15. Hukuk Dairesi Esas No: 2017/2052 Karar No: 2017/4225 Karar Tarihi: 30.11.2017
Yargıtay 15. Hukuk Dairesi 2017/2052 Esas 2017/4225 Karar Sayılı İlamı
Özet:
Dava, eser sözleşmesinden kaynaklanan alacak istemine ilişkin olup, mahkemece davanın kısmen kabulüne dair verilen karar temyiz edilmiştir.
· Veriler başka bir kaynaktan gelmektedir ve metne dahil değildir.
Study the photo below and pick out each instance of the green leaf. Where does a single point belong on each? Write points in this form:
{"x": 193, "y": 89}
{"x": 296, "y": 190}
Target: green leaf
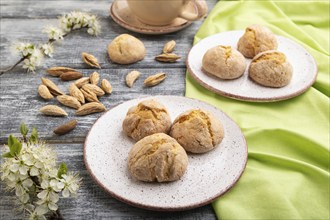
{"x": 11, "y": 140}
{"x": 23, "y": 129}
{"x": 62, "y": 170}
{"x": 16, "y": 148}
{"x": 34, "y": 135}
{"x": 7, "y": 155}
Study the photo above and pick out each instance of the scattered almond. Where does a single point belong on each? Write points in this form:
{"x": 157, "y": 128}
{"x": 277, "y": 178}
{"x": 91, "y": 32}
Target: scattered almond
{"x": 89, "y": 108}
{"x": 69, "y": 101}
{"x": 154, "y": 79}
{"x": 89, "y": 95}
{"x": 106, "y": 86}
{"x": 51, "y": 86}
{"x": 66, "y": 127}
{"x": 169, "y": 47}
{"x": 44, "y": 92}
{"x": 167, "y": 57}
{"x": 131, "y": 77}
{"x": 72, "y": 75}
{"x": 94, "y": 78}
{"x": 82, "y": 81}
{"x": 75, "y": 92}
{"x": 90, "y": 60}
{"x": 59, "y": 70}
{"x": 53, "y": 110}
{"x": 93, "y": 88}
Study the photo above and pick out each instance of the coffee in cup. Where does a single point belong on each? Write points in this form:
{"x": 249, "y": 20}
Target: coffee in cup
{"x": 163, "y": 12}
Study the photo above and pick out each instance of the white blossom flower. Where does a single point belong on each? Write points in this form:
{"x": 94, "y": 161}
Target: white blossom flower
{"x": 48, "y": 49}
{"x": 77, "y": 20}
{"x": 54, "y": 33}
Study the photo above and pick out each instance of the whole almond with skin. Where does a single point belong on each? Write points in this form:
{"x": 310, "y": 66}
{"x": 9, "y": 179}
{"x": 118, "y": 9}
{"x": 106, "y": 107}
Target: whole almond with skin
{"x": 53, "y": 110}
{"x": 82, "y": 81}
{"x": 169, "y": 47}
{"x": 51, "y": 86}
{"x": 66, "y": 127}
{"x": 90, "y": 60}
{"x": 44, "y": 92}
{"x": 89, "y": 96}
{"x": 89, "y": 108}
{"x": 59, "y": 70}
{"x": 94, "y": 78}
{"x": 75, "y": 92}
{"x": 154, "y": 79}
{"x": 131, "y": 77}
{"x": 167, "y": 58}
{"x": 69, "y": 101}
{"x": 72, "y": 75}
{"x": 93, "y": 88}
{"x": 106, "y": 86}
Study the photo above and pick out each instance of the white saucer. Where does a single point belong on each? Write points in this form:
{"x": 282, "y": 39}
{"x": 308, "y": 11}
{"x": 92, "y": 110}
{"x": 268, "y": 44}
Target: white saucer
{"x": 121, "y": 14}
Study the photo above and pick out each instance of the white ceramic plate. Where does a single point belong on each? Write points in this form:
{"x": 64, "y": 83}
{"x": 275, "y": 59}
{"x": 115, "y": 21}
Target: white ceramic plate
{"x": 243, "y": 88}
{"x": 122, "y": 15}
{"x": 207, "y": 177}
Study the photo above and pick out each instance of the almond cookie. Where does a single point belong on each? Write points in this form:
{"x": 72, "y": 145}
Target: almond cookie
{"x": 256, "y": 39}
{"x": 197, "y": 131}
{"x": 148, "y": 117}
{"x": 271, "y": 69}
{"x": 224, "y": 62}
{"x": 126, "y": 49}
{"x": 157, "y": 158}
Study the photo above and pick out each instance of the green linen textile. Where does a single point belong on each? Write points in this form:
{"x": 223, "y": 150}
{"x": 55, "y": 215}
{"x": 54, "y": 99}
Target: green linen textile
{"x": 287, "y": 174}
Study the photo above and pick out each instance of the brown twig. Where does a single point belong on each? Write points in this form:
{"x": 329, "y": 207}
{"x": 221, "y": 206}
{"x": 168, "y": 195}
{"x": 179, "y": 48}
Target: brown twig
{"x": 24, "y": 57}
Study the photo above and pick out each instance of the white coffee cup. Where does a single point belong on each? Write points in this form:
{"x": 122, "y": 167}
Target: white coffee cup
{"x": 163, "y": 12}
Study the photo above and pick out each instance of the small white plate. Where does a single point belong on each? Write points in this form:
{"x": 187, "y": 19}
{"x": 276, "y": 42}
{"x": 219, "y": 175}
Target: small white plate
{"x": 243, "y": 88}
{"x": 208, "y": 175}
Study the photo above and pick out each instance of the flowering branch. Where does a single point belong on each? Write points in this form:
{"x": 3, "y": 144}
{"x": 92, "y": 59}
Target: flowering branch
{"x": 30, "y": 170}
{"x": 33, "y": 55}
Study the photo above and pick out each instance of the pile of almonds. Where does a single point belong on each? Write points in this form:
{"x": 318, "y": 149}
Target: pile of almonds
{"x": 83, "y": 93}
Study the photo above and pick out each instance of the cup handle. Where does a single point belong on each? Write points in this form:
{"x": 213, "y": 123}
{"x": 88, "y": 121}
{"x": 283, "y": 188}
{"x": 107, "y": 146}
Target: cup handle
{"x": 201, "y": 8}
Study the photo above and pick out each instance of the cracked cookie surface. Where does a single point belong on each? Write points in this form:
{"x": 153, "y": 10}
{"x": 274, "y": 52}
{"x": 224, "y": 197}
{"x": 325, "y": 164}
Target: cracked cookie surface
{"x": 271, "y": 69}
{"x": 148, "y": 117}
{"x": 224, "y": 62}
{"x": 126, "y": 49}
{"x": 157, "y": 158}
{"x": 197, "y": 131}
{"x": 255, "y": 40}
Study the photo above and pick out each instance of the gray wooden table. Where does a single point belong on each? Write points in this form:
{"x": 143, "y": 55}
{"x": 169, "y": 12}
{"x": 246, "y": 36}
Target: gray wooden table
{"x": 19, "y": 101}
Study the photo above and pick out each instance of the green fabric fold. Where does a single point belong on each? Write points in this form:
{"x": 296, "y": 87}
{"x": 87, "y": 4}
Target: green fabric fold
{"x": 287, "y": 174}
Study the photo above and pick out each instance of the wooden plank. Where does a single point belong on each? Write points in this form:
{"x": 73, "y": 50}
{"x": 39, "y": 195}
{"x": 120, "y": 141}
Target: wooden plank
{"x": 37, "y": 9}
{"x": 68, "y": 52}
{"x": 19, "y": 100}
{"x": 92, "y": 202}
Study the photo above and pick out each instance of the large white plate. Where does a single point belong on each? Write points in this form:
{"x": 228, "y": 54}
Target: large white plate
{"x": 207, "y": 177}
{"x": 243, "y": 88}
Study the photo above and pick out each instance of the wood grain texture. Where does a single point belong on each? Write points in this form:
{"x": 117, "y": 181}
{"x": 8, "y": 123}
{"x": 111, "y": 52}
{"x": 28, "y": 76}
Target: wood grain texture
{"x": 92, "y": 202}
{"x": 23, "y": 20}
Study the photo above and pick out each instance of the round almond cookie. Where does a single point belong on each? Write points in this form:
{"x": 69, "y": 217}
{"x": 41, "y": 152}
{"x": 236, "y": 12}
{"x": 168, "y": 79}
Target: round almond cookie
{"x": 148, "y": 117}
{"x": 271, "y": 69}
{"x": 126, "y": 49}
{"x": 255, "y": 40}
{"x": 197, "y": 131}
{"x": 157, "y": 158}
{"x": 224, "y": 62}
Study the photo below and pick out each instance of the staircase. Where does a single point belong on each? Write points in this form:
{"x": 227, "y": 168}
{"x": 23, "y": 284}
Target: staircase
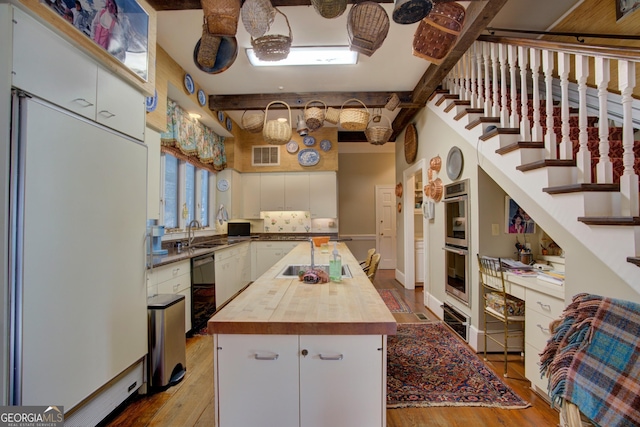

Davanın açıldığı tarihte yürürlükte bulunan ve zaman bakımından uygulanması gereken 1086 sayılı HUMK\"nın 179/5. maddesinde dava dilekçesinde bulunması gereken unsurlar sayılırken dava dilekçesinin diğer unsurları yanında açık bir şekilde talep sonucunu da içermesi gerektiği hüküm altına alınmıştır. Nitekim 01.10.2011 tarihinde yürürlüğü giren 6100 sayılı HMK\"nın 119/ğ maddesinde de aynı hüküm korunmuştur. Mahkeme, talep sonucunu açıklattırmalıdır. Hakimin davayı aydınlatma ödevi hakim açısından bir yetki olduğu kadar zorunlu olarak yapılması gereken bir görev olarak yorumlanmalıdır. Kararda geçen kanun maddeleri: 1086 sayılı HUMK\"nın 179/5., 6100 sayılı HMK\"nın 119/ğ ve 297/2. maddeleri.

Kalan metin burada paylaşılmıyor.